Measuring whether it’s actually working

Speed is the obvious metric. Features ship faster. But speed alone isn’t a useful signal if you’re shipping the wrong thing or accumulating technical debt.

We track a few things to stay honest. How often does AI-generated code need significant revision during review? If that number creeps up, it usually means our scoping has gotten sloppy rather than that the AI is getting worse. It’s a signal to invest more in the upstream work.

How often do bugs trace back to AI-generated code versus human-written code? In our experience, the answer is about the same rate. The bugs are different in character, though. AI tends to produce code that handles the happy path well but misses subtle edge cases around error states or concurrent operations. Human-written code more often has simple typos or copy-paste errors. Both need review. Neither is a reason to reject the tool.

How much time are we spending on review? If review time grows proportionally with generation speed, you haven’t actually gained anything. You’ve just shifted where time goes. We aim for review to be faster because the scoping phase catches most issues before code exists. Review should mostly be confirming that implementation matches intent, not discovering that intent was unclear.

AI as accelerator, not replacement

There’s a narrative that AI will replace developers. We don’t see it that way.

AI raises the floor on implementation speed while making the ceiling more valuable than ever. The design thinking, the system understanding, the judgment calls about what to build and how to structure it. Those skills become more important, not less, when implementation is cheap.

A developer using AI well isn’t doing less work. They’re doing different work. Less time on the mechanical. More time on the meaningful. Less time typing. More time thinking about whether the abstraction is right, whether the boundary will hold, whether the system will evolve gracefully.

The developers who thrive with AI are the ones who were already good at the parts AI can’t do: understanding the problem deeply, designing solutions that last, and knowing when something is wrong even if it compiles and passes tests.

Anyone can prompt AI to generate code. Knowing what code to ask for, where it should live, and whether the result is actually correct for your system? That takes human experience. That’s what we bring.

The human skills that matter more now

If implementation becomes cheap, what becomes expensive? Judgment. Taste. The ability to look at a system and know what’s missing before it breaks.

Code review is one example. Reading AI-generated code is a different skill than reading human-written code. AI code tends to be syntactically clean and well-structured but sometimes misses the forest for the trees. It might implement exactly what you asked for while missing that what you asked for was the wrong thing. Catching that requires understanding the problem, not just the solution.

System design is another. When you can implement anything quickly, the bottleneck shifts to deciding what to implement. Which features matter? Which abstractions will hold? Where should boundaries be? These questions get harder as systems get larger, and AI doesn’t make them easier. If anything, the ability to build faster makes poor architectural decisions more costly because you accumulate more code on top of a shaky foundation before discovering the problem.

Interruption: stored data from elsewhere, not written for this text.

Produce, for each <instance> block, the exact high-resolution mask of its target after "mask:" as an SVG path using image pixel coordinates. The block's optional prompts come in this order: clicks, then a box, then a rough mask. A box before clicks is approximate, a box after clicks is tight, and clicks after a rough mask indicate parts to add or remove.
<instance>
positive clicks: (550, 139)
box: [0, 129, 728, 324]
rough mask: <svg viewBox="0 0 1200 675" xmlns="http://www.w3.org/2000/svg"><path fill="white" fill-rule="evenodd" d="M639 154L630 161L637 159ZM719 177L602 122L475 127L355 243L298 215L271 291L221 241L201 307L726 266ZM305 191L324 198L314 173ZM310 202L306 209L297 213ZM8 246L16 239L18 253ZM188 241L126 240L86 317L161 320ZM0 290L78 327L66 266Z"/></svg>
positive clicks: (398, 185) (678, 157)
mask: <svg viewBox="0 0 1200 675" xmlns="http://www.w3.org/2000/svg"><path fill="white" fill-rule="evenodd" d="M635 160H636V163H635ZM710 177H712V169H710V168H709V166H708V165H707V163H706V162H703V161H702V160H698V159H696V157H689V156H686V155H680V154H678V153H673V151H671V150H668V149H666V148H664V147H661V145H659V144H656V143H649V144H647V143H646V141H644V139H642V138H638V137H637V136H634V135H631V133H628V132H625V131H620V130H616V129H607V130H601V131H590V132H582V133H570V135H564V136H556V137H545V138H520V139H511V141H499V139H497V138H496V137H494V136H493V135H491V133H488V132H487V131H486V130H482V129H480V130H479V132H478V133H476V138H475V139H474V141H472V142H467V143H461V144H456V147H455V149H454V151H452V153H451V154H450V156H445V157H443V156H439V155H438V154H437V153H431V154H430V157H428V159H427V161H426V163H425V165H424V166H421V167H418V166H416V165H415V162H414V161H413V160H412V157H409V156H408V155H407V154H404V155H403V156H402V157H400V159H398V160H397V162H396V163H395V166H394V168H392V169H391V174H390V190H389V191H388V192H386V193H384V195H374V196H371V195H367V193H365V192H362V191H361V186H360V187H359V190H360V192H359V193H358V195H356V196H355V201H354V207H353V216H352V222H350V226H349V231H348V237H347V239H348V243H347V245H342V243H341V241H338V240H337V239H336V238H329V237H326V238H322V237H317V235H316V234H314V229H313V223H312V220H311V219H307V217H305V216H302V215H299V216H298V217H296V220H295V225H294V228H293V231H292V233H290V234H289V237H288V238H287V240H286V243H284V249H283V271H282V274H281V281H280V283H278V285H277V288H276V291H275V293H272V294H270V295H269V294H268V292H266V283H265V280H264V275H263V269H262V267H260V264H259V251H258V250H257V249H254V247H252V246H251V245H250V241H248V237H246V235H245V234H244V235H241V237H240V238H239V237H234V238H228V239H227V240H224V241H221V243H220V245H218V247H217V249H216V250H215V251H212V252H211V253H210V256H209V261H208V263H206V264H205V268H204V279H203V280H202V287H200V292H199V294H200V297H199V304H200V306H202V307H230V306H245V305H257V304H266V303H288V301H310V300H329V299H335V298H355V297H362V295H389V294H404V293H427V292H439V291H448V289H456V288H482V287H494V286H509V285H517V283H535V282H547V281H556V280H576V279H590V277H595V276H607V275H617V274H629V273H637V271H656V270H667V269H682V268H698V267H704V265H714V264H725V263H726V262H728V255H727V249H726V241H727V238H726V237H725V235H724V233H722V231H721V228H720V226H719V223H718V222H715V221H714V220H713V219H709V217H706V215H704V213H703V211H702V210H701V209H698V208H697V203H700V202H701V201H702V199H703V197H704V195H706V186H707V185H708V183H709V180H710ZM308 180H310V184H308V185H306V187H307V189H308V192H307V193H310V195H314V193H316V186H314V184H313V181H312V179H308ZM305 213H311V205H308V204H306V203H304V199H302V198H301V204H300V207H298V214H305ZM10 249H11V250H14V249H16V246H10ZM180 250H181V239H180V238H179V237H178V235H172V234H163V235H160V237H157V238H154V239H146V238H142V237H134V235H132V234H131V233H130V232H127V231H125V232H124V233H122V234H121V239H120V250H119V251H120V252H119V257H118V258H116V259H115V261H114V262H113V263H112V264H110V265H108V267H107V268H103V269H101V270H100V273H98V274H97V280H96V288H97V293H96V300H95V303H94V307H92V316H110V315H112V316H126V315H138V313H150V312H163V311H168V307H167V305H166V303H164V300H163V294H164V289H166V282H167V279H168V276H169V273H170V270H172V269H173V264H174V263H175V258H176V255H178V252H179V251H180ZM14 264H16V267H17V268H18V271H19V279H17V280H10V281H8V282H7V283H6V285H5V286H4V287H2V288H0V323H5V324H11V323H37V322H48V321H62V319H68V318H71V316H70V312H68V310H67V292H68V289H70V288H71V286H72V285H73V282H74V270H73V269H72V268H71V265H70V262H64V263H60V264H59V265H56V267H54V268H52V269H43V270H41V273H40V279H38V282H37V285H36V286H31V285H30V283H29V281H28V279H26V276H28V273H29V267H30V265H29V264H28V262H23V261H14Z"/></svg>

Communication also matters more. Clear specifications produce better AI output. That means writing clearly, thinking precisely, and articulating constraints explicitly. Developers who can translate a fuzzy product requirement into a precise technical specification get more out of AI tools than developers who jump straight to coding.

More to come

We have more to say about using AI responsibly in a development workflow. Future posts will cover how we think about security when AI generates code that touches authentication and data access, how we evaluate whether AI-assisted development is actually making us better or just making us faster, and how we handle the training and onboarding side of working this way.

Building with AI is still early. The tools change fast. The models improve. The workflows evolve. What doesn’t change is the need for humans who understand what they’re building and why. AI makes good engineers more productive. We’re learning as we go, and we’ll share what works and what doesn’t.